Quando si parla di sindrome di Stoccolma si fa riferimento a quella condizione in base alla quale solitamente la vittima di un sequestro si affeziona inspiegabilmente al suo sequestratore, nonostante da parte di quest’ultimo ci sia stato anche l’uso di violenza. Uno stato psicologico paradossale che, secondo i criminologi, è molto più diffuso nella società di quanto si pensi.



A riportarlo su Agi è stata la criminologa presso l’Istituto di Scienze Forensi, Micol Trombetta: “Basta poco a capire che si tratta di uno stato psicologico comune a quello di molte donne ogni giorno vittime di violenza.

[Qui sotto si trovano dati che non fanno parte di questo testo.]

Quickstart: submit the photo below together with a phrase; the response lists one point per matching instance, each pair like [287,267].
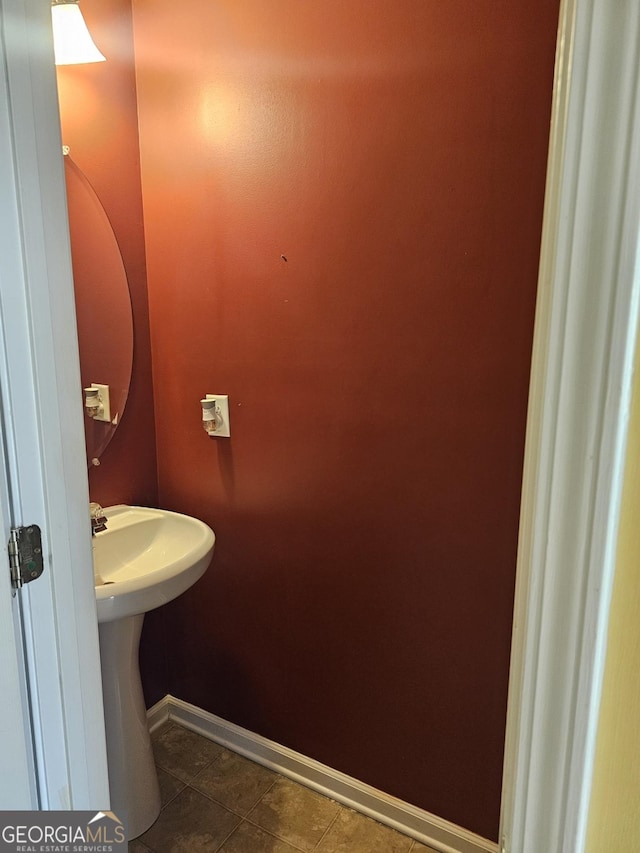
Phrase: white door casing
[585,335]
[585,332]
[42,415]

Si parla di Sindrome di Stoccolma solitamente per le vittime di un sequestro ma si tratta di una condizione psicologica molto simile a quella di chi vive ogni giorno abusi all’interno delle loro relazioni. Anche in quel caso le vittime dichiarano di amare ancora i loro uomini, di essere grati perché in fondo non si sono spinti ‘troppo in là’.”



DA COSA SCATTA LA SINDROME DI STOCCOLMA? ‘LOTTA PER LA SOPRAVVIVENZA’

Come ha spiegato la criminologa “si tratta di una difesa inconscia messa in atto dal cervello che, sottoposto a un trauma, lotta per la sopravvivenza creando un clima di affetto, simpatia e in alcuni casi anche di amore nei confronti del proprio aguzzino. Un contesto che, si spera, dovrebbe spingere il proprio carceriere ad avere un comportamento più umano”. E ancora: “Si tratta di una condizione psicologica che si può trovare in ogni aspetto della vita, quindi anche in un contesto lavorativo per esempio dove capi o colleghi fanno del mobbing. Se è vero che di norma si parla di Sindrome di Stoccolma nei casi di sequestro per sequestro si può intendere qualsiasi tipo di privazione della libertà personale in tutti gli ambiti della vita.”



Insomma, si tratterebbe di uno stato che potrebbe svilupparsi in chiunque senza che l’interessato se ne possa rendere conto e in qualsiasi condizione. Basta un gesto gentile da chi è in realtà ‘carnefice’ per far sviluppare nella vittima gratitudine e affetto. Il caso più tipico è quello degli ostaggi di un sequestro che diventano emotivamente debitori nei confronti dei loro rapitori perché non li hanno uccisi e perché li hanno tenuti in vita dando loro cibo e acqua.